The Company believes these primary factors support the amount of goodwill recorded as a result of the purchase price for companies it has acquired. Goodwill is tested for impairment on an annual basis as of April 30, and between annual tests if indicators of potential impairment exist, using a fair-value-based approach.

 

Pursuant to the accounting guidance for goodwill and other intangible assets, the Company performs a qualitative assessment to test a business unit’s goodwill for impairment.  Based on our qualitative assessment, if the Company determines it is not more likely than not that the fair value of a business unit is less than its carrying amount, the two step impairment test will be performed.  In the first step, the fair value of the Company is compared to its carrying value. The Company determined that the asset group to be tested for recoverability is at the business unit level as it was the lowest level at which cash flows were identifiable. The business units that contain goodwill and intangible assets are Database, eDiscovery, and Archive. In connection with the preparation of financial statements for the year ended April 30, 2013, management completed a valuation of the Company, which incorporated existing market-based considerations as well as a discounted cash flow methodology based on current results and projections, and concluded the all business units were not at risk of failing step one of the impairment test.

 

In fiscal year ended April 30, 2012 we recorded impairment charges of $13.5 million for the goodwill related to the acquisition of Daegis, representing 69% of its carrying value. The impairment charge is included in impairments of goodwill and intangible assets in the consolidated statement of operations.

 

The Company tested the other long-lived assets of the eDiscovery business unit for recoverability and concluded that the carrying value of the eDiscovery intangible assets was partially recoverable. As a result, the Company recorded impairment charges of $1.5 million for the intangible assets of eDiscovery during fiscal year 2012. The intangible assets impaired were $0.2 million of trademarks, $1.2 million of technology-based, and $0.1 million of non-compete. All other long-lived assets were deemed fully recoverable. The Company recorded these impairment charges in impairments of goodwill and intangible assets in the consolidated statement of operations.

 

In the fiscal year ended April 30, 2011, we recorded impairment charges of $1.1 million for the goodwill related to the acquisition of CipherSoft in January, 2009, representing 100% of its carrying value, and $11.2 million for the goodwill related to the acquisition of AXS-One in June, 2009, representing 100% of its carrying value. These impairment charges were included in impairments of goodwill and intangible assets in the consolidated statement of operations.

 

The Company tested the other long-lived assets of both the Ciphersoft and AXS-One business units for recoverability and concluded that the carrying value of the AXS-One intangible assets was partially recoverable while those of CipherSoft were not.
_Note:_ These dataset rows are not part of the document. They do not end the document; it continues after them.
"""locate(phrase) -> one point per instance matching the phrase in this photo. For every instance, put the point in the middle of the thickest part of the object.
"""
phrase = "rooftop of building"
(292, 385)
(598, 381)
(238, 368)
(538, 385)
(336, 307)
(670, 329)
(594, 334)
As a result, the Company recorded impairment charges of $0.4 million for the intangible assets of CipherSoft and $3.3 million for the intangible assets of AXS-One during fiscal year 2011. The intangible assets impaired for CipherSoft were $0.3 million of technology-based, and $0.1 million of trade name. The intangible assets impaired for AXS-One were $0.7 million of trademarks and $2.6 million of technology-based. All other long-lived assets for both business units were deemed fully recoverable. The Company recorded these impairment charges in impairments of goodwill and intangible assets in the consolidated statement of operations.